The one thing that the airline cannot control is the airport. Stanstead in Essex is one of Europe’s busiest with 19m passengers per year. The lines at customs are the best way to get acquainted with Britain’s fondness for queuing. The luggage service is fine especially when compared to Gatwick, which doesn’t yet seem to have one under its new ownership. There is a valet parking system that is not bad, but obviously somewhat more expensive than Malaga’s at GBP 85 for a three week stay. There is also the typical rickety train service to central London with spotty mobile phone coverage and no Wi Fi, yet expensive. Stanstead is 40.1 miles from my London flat. The journey more often than not can be covered in less than two hours, but it takes at least an hour and ten minutes. British visitors may marvel when they take the subway from Barajas to central Madrid for EUR 2, and enjoy wireless service and this time proper air conditioning throughout the journey.
That was one more trip between two countries that have enjoyed a love hate relationship since at least the time when Catherine of Aragon was repudiated by Henry VIII. Two countries that today seem to have very complimentary resources. While the UK’s infrastructures are collapsing under the strain of record usage and population growth, Spain has large spare capacity. While fast rising home prices have replaced the weather as a favourite conversation opener, home prices in Spain remain near multi year lows in many areas. There are a number of large Spanish companies with a UK presence that could star t a revolution by offering suitable UK employees the option of moving to Spain. Perhaps some Santander, O2 (Telefonica), Scottish Power (Iberdrola), Heathrow (Ferrovial) or International Airline Group (Iberia) employees are candidates for voluntary relocation to Spain. We should start thinking about this as being no different from an employee in the Minneapolis office asking to be transferred to San Diego.
One would have thought that in the Internet era there would be more mobility in what Thomas Friedman wrongly predicted to become a Flat World.
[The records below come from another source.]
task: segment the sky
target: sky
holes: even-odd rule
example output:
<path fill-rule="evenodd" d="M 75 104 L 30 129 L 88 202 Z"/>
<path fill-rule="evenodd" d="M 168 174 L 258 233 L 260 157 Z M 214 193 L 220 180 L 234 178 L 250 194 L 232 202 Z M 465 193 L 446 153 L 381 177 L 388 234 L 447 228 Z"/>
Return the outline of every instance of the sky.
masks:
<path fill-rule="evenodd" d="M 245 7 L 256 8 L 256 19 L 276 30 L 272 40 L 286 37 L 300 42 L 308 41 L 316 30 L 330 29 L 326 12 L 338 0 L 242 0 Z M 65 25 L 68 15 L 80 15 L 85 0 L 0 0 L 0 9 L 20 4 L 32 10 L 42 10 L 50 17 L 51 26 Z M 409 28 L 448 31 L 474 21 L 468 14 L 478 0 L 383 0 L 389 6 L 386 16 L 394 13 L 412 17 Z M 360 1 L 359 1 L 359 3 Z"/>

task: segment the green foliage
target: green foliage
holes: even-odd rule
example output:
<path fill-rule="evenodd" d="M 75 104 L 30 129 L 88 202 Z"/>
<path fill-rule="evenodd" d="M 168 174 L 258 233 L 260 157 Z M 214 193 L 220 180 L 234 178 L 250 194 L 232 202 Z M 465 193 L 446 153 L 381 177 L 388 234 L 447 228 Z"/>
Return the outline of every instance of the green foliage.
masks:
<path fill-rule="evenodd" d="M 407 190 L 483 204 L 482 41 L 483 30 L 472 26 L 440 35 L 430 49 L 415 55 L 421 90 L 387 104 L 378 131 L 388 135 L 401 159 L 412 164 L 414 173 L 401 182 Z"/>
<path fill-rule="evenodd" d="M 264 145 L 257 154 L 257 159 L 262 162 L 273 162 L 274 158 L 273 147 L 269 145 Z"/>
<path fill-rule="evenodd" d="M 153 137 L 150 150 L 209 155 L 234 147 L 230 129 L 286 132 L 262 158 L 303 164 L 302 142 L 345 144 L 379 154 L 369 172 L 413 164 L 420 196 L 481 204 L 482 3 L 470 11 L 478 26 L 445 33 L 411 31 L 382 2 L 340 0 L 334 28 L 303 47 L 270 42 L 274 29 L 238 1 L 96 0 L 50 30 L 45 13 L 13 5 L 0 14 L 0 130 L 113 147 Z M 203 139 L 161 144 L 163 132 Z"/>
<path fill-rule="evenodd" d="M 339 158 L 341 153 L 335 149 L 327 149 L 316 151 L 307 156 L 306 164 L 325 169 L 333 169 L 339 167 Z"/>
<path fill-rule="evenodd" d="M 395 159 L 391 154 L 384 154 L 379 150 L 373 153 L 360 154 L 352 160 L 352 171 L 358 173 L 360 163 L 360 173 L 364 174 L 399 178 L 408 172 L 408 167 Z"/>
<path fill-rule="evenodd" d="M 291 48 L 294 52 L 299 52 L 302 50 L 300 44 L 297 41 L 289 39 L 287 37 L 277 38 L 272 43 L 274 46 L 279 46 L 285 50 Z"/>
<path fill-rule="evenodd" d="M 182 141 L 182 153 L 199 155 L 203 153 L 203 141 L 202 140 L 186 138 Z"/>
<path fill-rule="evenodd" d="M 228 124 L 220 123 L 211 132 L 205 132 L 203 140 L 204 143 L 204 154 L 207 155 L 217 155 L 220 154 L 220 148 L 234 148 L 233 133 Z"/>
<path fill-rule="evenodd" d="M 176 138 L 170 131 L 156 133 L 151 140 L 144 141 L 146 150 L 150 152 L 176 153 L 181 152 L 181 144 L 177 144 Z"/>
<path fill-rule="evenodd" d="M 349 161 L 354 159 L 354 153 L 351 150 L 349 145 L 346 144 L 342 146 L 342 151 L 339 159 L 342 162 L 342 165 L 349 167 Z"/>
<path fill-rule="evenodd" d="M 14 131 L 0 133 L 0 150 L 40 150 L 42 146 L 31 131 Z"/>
The opposite seem s to be happening. Whereas artists seem to always find large attractive cities with a cheap cost of living such as was Paris after WWI or Berlin is today, the rest of us seem to either stay put or gravitate towards the most inconvenient and poor value for money places. Even more difficult to understand is why young professionals flock by the thousands to places like London. Unlike the New York of my formative years in the early 1990s, young people in London don’t seem to make enough money. It will remain a mystery to us why today we have to stick to the same work arrangements that were common more than a hundred years ago. What is all the progress and modern infrastructure good for if we still have the life habits common in Edwardian England. Perhaps now that that Ryanair is fixing up its service and that Telefonica is deploying fibre in Spain, this hope may become a reality.